Fig. 1.

H3K14 is methylated in mammals by SETD2 and SUV39H1. (A) A slot-blot assay showing the specificity of the H3K14 methylation antibodies. (B) H3K14 methylation expression in HeLa cells. (C) HeLa cells were transfected with a Flag-H3.1 WT or a Flag-H3.1K14R before anti-Flag immunoprecipitation and Western blotting. (D) The H3K14 methylation expression levels in different cell lines. (E) HeLa cells were labeled with anti-H3K14me1, H3K14me2, H3K14me3 (red), or HP1-α (green) antibodies and analyzed under a confocal microscope. (Scale bar, 10 μm.) (F) HeLa cells were transfected with SETD2 siRNAs or a nonspecific siRNA (CTR).

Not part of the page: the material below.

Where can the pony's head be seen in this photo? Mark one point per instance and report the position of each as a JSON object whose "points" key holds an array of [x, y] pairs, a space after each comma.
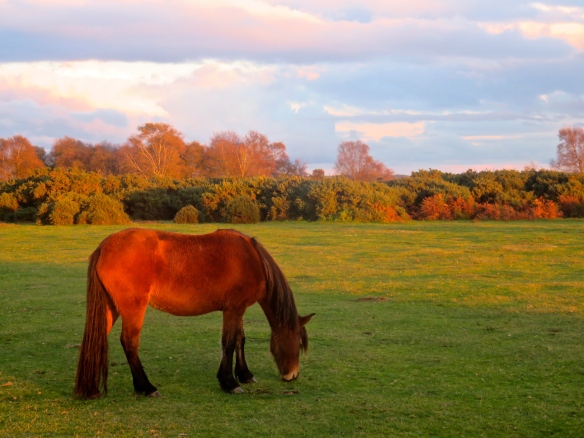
{"points": [[285, 346]]}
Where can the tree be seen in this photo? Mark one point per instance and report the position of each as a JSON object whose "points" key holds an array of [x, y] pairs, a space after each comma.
{"points": [[17, 158], [194, 159], [570, 150], [317, 174], [69, 152], [105, 159], [233, 156], [354, 162], [155, 151]]}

The whole-cell lysates and histones were extracted for Western blotting. (G) HeLa cells were transfected with SUV39H1 siRNAs or a nonspecific siRNA (CTR). The whole-cell lysates and histones were extracted for Western blotting. (H) In vitro methylation assay using a recombinant SETD2 SET domain as the enzyme. Free recombinant histone H3 was used as the substrate. (I) In vitro methylation assay using recombinant SUV39H1 as the enzyme. Free recombinant histone H3 was used as the substrate. (J) HeLa parental cells and SETD2-KO HeLa cells were transfected with or without SUV39H1 siRNAs or a nonspecific siRNA (CTR). The whole-cell lysates were extracted for Western blotting (Left). Quantification of the band density (Right). The band density of HeLa parental cells in “CTR” was normalized to 1. Data are shown as means ± SD (n = 3).